Alice Milard was actually a daughter of one of the well known Brandreth's, so really, the argument ought to be to call a place Brandreth, except that the electoral ward known today as "Houghton Hall" is more representative of the area owned by the Brandreth's.

In the 2006 book "Selling Sparrows" "Great Crixsey" is mentioned within an enclosure map MA84/2 of 1796, as an area of land mentioned to the south of "Carcutt" Farm. Today we know it as Calcutt Farm. So there are three potential locality names - Carcutt, Calcutt, and Great Crixsey.
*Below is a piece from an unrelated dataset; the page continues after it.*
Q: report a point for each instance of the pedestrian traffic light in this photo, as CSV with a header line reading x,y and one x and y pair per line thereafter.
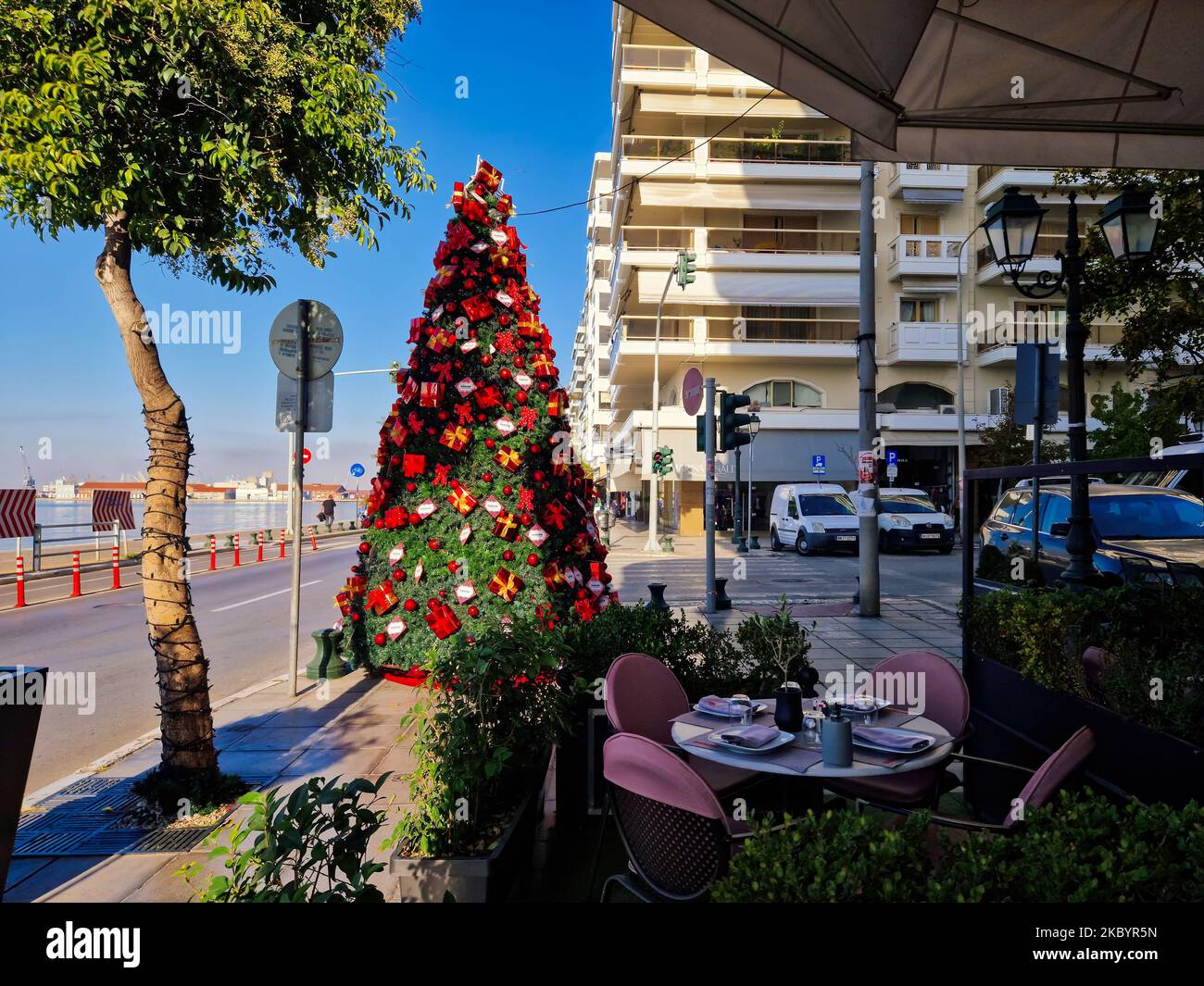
x,y
731,423
662,460
685,268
Why not re-use, at least as small estate, or as road names?

My colleagues on the Facebook Group Houghton Regis .... Back in the Day are suggesting "Washbrook" and I discovered there was a "Washbrook Corner" in Houghton Regis in the 1841 census. I've located it on the same 1796 map mentioned above, being immediately to the west of the land marked Great Crixsley on Bedford Road, opposite the junction with Thorn Road. Roger Chant writes, "The Washbrook was so called as it was where drovers washed their sheep whilst driving them to market, probably in Dunstable. When we were kids there was a bit of a slope into and out of the stream on the eastern side of the bridge. "

I'm aware that various plants were cultivated for local chemists. So how about "Sage", "Parsley" and "Thyme" –– but only if they were relevant to our area!



So, thinking caps on– and let's hopefully end up with some reasonably good names–



The Draft Houghton Regis Proposals can be found here, on CBC website.

Time Banks

Here's a problem:
Mary loves baking, hates gardening.
Peter misses his mum's cooking now she's passed on.
Fred doesn't mind gardening, but hates ironing.
Betty loves ironing, hates wall-papering.
Peter happens to be quite good at wall papering.

         On Friday I attended a "Time Banking" seminar at Chicksands, hosted by Central Bedfordshire Council. Here's what happens: you volunteer an hour of your time to help someone, and get a credit of one hour in the time bank. When you need something done, you go to the time bank and prevail upon the skill that someone else has.

 So, Mary does some baking for Peter. Mary's credit 1 hour.
 Peter does some wall papering for Betty. Peter's credit 2.5 hours, less the hour already taken.
Fred does 3 hours gardening for Mary. Fred's credit 3 hours.
Betty does Fred's ironing. Betty Credit 1 hour.

 A free software programme works out the balance of time for you. If you've got lots of credit, why not link up with another time bank in Cornwall, and get some free instruction on surfing? Or maybe you'd like to gift this time to mother for Mothers Day?